Fourth-quarter 2022 M&A activity marked a weak end to a depressed year in North America as rising interest rates and a slowing economy dissuaded companies from expanding.
The total value of mergers and acquisitions in the U.S. and Canada dropped to $1.477 trillion in 2022, down 41.4% from 2021, according to S&P Global Market Intelligence data.
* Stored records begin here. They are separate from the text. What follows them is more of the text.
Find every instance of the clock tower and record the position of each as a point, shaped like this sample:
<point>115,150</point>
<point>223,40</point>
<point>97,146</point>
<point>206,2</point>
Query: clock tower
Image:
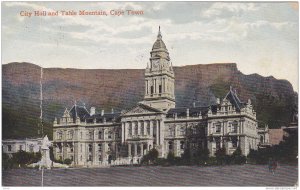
<point>159,78</point>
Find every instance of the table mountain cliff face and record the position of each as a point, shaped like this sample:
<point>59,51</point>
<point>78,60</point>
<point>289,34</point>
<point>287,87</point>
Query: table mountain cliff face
<point>105,89</point>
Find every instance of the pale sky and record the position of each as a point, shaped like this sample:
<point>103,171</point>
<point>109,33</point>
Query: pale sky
<point>260,37</point>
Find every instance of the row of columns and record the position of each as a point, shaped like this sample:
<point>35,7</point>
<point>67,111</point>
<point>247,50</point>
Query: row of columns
<point>224,127</point>
<point>136,147</point>
<point>157,126</point>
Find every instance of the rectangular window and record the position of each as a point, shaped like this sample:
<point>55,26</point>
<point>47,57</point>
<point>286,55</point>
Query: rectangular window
<point>218,128</point>
<point>31,148</point>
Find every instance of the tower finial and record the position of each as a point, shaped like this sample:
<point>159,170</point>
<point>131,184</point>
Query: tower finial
<point>159,33</point>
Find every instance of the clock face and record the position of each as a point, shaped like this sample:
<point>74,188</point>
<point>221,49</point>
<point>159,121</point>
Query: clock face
<point>155,64</point>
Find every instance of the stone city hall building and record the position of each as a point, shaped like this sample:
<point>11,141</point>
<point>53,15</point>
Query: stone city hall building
<point>95,139</point>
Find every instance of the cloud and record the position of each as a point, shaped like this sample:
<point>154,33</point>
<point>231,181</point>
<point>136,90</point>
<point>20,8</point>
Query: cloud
<point>218,9</point>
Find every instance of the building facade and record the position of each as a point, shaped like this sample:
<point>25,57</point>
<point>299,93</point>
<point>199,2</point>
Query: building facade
<point>95,139</point>
<point>10,146</point>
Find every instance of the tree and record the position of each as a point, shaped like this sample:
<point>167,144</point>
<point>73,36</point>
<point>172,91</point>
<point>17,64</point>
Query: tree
<point>171,158</point>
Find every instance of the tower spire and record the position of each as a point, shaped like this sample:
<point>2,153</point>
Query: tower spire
<point>159,33</point>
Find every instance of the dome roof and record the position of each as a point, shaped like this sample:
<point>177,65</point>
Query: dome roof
<point>159,44</point>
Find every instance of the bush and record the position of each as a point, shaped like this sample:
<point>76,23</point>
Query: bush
<point>237,157</point>
<point>20,159</point>
<point>212,161</point>
<point>68,161</point>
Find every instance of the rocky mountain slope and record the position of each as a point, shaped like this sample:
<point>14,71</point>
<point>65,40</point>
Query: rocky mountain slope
<point>273,99</point>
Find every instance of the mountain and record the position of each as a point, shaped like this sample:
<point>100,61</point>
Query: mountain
<point>274,100</point>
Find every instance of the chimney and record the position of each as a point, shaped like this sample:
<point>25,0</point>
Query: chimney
<point>92,111</point>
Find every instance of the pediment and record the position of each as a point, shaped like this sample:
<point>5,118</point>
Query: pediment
<point>141,109</point>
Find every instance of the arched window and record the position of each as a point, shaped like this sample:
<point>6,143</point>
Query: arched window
<point>100,135</point>
<point>261,139</point>
<point>181,145</point>
<point>182,131</point>
<point>130,129</point>
<point>136,130</point>
<point>170,131</point>
<point>142,128</point>
<point>218,127</point>
<point>109,136</point>
<point>234,127</point>
<point>148,128</point>
<point>170,146</point>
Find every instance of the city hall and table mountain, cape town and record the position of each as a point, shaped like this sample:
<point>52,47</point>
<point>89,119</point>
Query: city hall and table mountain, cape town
<point>95,139</point>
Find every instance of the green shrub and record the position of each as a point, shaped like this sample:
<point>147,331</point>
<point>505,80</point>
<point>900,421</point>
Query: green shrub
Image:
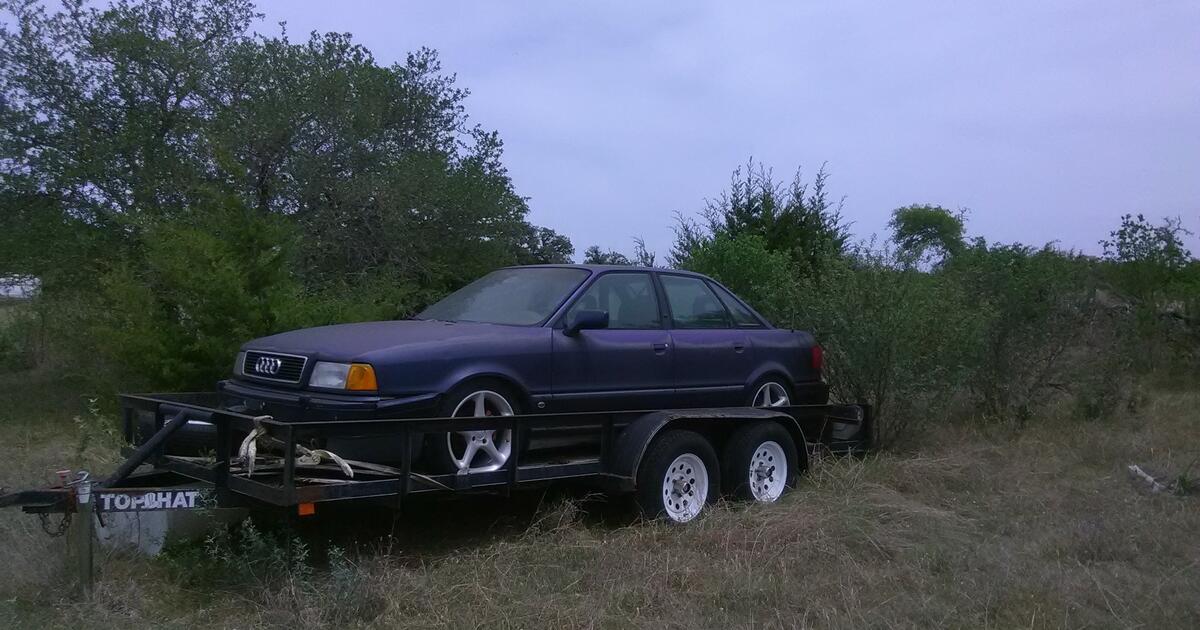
<point>893,337</point>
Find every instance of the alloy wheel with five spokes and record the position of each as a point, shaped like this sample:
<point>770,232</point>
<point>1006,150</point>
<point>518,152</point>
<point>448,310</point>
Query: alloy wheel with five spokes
<point>480,451</point>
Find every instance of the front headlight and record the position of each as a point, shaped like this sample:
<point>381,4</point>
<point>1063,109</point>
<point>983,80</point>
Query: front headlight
<point>352,377</point>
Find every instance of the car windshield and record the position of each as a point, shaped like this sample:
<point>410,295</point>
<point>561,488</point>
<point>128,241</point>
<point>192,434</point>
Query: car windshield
<point>517,297</point>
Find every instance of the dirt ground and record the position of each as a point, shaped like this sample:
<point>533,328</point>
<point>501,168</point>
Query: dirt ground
<point>973,528</point>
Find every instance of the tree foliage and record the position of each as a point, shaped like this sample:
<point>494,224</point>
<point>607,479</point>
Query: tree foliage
<point>927,232</point>
<point>797,219</point>
<point>160,151</point>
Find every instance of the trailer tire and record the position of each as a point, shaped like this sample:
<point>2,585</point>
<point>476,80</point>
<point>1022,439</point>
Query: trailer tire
<point>677,477</point>
<point>753,459</point>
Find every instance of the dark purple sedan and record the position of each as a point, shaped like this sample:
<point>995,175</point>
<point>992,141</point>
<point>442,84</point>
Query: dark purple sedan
<point>535,340</point>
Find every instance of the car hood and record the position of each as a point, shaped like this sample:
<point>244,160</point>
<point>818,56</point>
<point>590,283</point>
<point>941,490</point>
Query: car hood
<point>373,341</point>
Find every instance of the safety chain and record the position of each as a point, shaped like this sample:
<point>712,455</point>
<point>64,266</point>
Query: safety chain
<point>64,525</point>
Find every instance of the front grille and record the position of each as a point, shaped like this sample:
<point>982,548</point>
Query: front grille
<point>274,366</point>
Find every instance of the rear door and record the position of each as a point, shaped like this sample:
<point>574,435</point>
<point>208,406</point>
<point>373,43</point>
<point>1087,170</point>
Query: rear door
<point>712,357</point>
<point>625,366</point>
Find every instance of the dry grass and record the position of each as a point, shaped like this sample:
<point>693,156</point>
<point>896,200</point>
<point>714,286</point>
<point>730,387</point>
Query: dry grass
<point>1035,529</point>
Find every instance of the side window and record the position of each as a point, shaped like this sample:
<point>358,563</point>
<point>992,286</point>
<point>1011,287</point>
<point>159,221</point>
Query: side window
<point>629,299</point>
<point>742,316</point>
<point>693,304</point>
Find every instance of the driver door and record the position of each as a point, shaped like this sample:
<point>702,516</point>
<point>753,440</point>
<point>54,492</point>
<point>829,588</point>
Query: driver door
<point>625,366</point>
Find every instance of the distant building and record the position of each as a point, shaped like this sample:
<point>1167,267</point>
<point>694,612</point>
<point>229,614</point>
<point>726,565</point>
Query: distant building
<point>18,288</point>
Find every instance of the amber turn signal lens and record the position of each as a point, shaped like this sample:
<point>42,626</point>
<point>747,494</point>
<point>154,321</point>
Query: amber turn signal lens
<point>361,378</point>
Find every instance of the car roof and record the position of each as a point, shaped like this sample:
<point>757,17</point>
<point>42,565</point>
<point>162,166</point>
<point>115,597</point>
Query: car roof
<point>612,268</point>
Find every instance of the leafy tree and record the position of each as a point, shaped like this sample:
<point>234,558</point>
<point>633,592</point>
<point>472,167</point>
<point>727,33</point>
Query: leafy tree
<point>1146,261</point>
<point>595,256</point>
<point>927,231</point>
<point>544,246</point>
<point>797,219</point>
<point>304,180</point>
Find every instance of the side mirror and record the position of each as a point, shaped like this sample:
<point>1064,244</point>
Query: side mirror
<point>586,321</point>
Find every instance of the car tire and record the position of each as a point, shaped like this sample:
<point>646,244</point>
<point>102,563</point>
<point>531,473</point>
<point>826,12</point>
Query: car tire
<point>775,389</point>
<point>760,462</point>
<point>678,475</point>
<point>492,449</point>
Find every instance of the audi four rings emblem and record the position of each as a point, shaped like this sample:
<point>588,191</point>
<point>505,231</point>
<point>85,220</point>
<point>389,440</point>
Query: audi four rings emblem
<point>268,365</point>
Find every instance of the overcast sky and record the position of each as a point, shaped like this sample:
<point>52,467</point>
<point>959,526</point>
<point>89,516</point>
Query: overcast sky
<point>1048,123</point>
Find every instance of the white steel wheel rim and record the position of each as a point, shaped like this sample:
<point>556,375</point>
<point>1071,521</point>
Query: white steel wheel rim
<point>480,451</point>
<point>771,395</point>
<point>684,487</point>
<point>768,472</point>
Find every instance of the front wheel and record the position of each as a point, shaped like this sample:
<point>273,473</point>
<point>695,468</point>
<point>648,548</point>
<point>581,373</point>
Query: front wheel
<point>677,477</point>
<point>771,393</point>
<point>474,451</point>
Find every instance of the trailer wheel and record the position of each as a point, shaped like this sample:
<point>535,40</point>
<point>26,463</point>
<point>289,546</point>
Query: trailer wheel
<point>477,451</point>
<point>677,477</point>
<point>760,462</point>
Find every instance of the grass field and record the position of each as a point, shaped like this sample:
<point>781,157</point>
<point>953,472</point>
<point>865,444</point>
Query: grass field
<point>975,528</point>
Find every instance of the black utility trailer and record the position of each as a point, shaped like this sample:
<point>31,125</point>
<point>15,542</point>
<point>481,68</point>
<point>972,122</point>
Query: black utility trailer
<point>672,460</point>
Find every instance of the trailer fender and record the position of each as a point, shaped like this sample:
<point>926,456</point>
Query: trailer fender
<point>636,438</point>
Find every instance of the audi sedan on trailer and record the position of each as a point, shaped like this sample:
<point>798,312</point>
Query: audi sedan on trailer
<point>535,339</point>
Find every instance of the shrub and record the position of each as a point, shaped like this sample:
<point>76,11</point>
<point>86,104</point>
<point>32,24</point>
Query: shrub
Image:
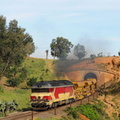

The number of transactions in 2022 fell 21.2% year over year to 20,965.
Activity was particularly slow in the second half of 2022 with $517.85 billion of deals, down 38.2% from the first six months of the year and less than half the total in the same period in 2021.
Rate rises kill dealmaking
M&A activity surged to a record high in 2021 as ultra-low interest rates and the Federal Reserve's quantitative easing program flooded companies with cash and cheap credit. The emergence of runaway inflation pushed the Federal Reserve to reverse its monetary policy and, with it, remove the cheap financing that had fueled M&A.
As a result, the $68.99 billion Microsoft Corp. takeover of gaming company Activision Blizzard Inc. agreed on in January ended up being the biggest deal of the year, just ahead of Broadcom Inc.'s $67.99 billion deal for VMware Inc. The Microsoft-Activision deal has drawn regulatory scrutiny in the U.S.
Elon Musk's much-watched private takeover of Twitter Inc. was the third-largest deal and has so far proven to be a difficult transition that has contributed to a sharp slump in the share price of Tesla Inc., Musk's electric car company.
Sector activity
Activity in the consumer sector in the fourth quarter of 2022 was driven by The Kroger Co.'s takeover of Albertsons Cos. Inc. The $30.60 billion merger between two of the largest supermarket chains in the U.S. is subject to regulatory hurdles, and the lesson of Microsoft's Activision deal suggests regulators are increasingly sensitive to anti-competitive practices.
The industrials sector had a strong fourth quarter with deals for IAA Inc., Westinghouse Electric Co. LLC and Maxar Technologies Inc. among the 10 largest deals in the sector during the period.
By contrast, dealmaking was weak in the real estate and technology, media and telecommunications sectors in the last three months of 2022.